Genes encoding enzymes involved in the steps downstream of fatty acid biosynthesis, including elongation and desaturation, have also displayed significant changes in transcription levels in response to nitrogen star­vation. In particular, the genes encoding AAD and delta-15 desaturase, which catalyze the formation of double bond between the 9th, 10th, 14th, and 15th carbon, respectively, were up-regulated under — N conditions. A similar observation has been reported by Morin et al. [37], where the gene encoding delta-9 fatty acid desaturase is up-regulated in the oleagi­nous yeast Y. lipolytica cultured under nitrogen limitation. As observed here, and supported by gene expression levels, nitrogen limitation alter the lipid profile towards higher saturation (increase in C18:1, and decrease in C18:2 and C18:3). The increased proportion of saturated fatty acids in TAG has been demonstrated to improve cetane number and stability of resulting biodiesel [38].

Based on the lipid metabolism genes discovered from our transcriptome assembly, the acyl-CoA dependent mechanism is the major contributor to TAG biosynthesis in N. oleoabundans. In our study, two genes associated with biosynthesis of TAG show significant changes in their expression under — N condition: one encoding GPAT and the other one encoding AGPAT. These enzymes catalyze the acyl-CoA-dependent acylation of positions 1 and 2 of glycerol-3-phosphate, respectively. The acylation of glycerol-3-phos­phate represents the first and committed step in glycerolipid biosynthesis, and likely the rate limiting step in the pathway as GPAT exhibits the lowest specific activity among all enzymes involved in the glycerol-3-phosphate pathway [39]. A recent proteomics study also reported significant up-regu­lation of TAG-related acyltransferases in parallel with accumulation of large quantities of lipid in C. vulgaris cultured under nitrogen limitation [13]. The overexpression of GPAT and AGPAT has been reported to increase seed oil accumulation in Arabidopsis and Brassica napus[40-42]. The up-regulation of these two genes also indicates an increase in the flow of acyl-CoA to­ward TAG biosynthesis. The final step of the TAG biosynthesis pathway is catalyzed by DGAT, the third acyltransferase. In our study, the gene encod­ing DGAT displays relatively no change in its expression under nitrogen limitation. This observation coupled with the significant increase in TAG production in the — N case, and previous proteomics studies that showed overexpression of DGAT in the C. vulgaris due to nitrogen limitation [13] provides evidence that DGAT expression in N. oleoabundans may be regulated post-transcriptionally. The post-transcriptional regulation of DGAT has pre­viously been documented in the oilseed rape Brassica napus [43].
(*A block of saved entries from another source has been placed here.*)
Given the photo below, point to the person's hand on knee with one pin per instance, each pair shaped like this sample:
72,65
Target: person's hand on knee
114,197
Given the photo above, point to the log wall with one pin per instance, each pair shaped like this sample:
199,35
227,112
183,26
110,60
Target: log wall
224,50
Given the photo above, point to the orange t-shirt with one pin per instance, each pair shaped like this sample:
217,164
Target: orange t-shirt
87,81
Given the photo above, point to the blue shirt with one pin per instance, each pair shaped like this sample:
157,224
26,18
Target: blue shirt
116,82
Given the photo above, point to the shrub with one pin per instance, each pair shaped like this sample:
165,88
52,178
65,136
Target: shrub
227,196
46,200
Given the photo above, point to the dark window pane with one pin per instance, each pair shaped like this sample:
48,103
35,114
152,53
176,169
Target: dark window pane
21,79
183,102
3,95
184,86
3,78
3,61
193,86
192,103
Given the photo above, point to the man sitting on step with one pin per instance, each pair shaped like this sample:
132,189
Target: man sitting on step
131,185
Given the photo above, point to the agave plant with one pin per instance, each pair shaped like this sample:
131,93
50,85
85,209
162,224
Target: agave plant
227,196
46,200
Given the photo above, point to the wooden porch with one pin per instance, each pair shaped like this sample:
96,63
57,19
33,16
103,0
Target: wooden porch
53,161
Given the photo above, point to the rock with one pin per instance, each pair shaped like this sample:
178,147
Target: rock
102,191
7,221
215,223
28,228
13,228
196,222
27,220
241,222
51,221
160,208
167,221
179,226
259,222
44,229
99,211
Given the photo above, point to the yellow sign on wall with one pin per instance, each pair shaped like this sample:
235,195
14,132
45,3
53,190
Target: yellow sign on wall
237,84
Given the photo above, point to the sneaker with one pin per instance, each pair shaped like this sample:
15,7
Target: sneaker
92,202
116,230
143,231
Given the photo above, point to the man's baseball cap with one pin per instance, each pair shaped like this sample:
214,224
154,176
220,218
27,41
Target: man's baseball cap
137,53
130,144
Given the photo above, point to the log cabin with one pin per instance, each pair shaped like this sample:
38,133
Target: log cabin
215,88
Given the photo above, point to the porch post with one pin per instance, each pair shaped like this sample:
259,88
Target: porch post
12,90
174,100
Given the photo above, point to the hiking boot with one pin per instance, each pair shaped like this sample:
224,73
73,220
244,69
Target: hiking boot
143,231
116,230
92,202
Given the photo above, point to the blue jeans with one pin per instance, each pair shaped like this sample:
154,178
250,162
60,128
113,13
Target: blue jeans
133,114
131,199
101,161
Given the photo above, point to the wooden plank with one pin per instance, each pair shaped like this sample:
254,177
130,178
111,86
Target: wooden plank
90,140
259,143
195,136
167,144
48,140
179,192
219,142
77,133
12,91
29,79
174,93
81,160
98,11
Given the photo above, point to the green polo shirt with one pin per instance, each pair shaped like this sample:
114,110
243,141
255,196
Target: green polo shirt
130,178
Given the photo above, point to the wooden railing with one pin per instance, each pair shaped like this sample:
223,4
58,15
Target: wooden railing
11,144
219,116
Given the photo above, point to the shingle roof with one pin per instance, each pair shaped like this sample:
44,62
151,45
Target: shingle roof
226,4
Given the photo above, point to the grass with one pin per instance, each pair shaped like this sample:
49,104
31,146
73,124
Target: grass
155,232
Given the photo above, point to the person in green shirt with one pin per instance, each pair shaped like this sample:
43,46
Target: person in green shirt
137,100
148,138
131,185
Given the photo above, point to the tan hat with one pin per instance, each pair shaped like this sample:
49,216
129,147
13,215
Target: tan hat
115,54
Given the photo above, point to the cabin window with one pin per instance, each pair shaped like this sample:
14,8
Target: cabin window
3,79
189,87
Finally, the enrichment of intracellular starch increased during the — N case. Although starch synthase and AGPase encoding genes were repressed in — N, the gene encoding for a-amylase, responsible for the hydrolysis of starch to glucose monomers, was also repressed. The con­comitant accumulation of starch and lipids under nitrogen limitation has been reported in the nonoleaginous C. reinhardtii[44,45] and recently reported for N. oleoabundans[46]. This contrasts with recent reports in Micractinium pusillum where carbohydrate content was reduced and TAG production was increased under nitrogen limitation [19]. Genetic manipulations (sta6 mutant) that block starch synthesis in C. reinhardtii have resulted in a significant increase in TAG accumulation [47]. Under nitrogen limitation, the increased TAG content in N. oleoabundans and concomitant repression of starch synthase are analogous to the C. rein­hardtii sta6 mutant. These results extend the idea of blocking starch syn­thesis for improvement of TAG production to the oleagenous microalga N. oleoabundans.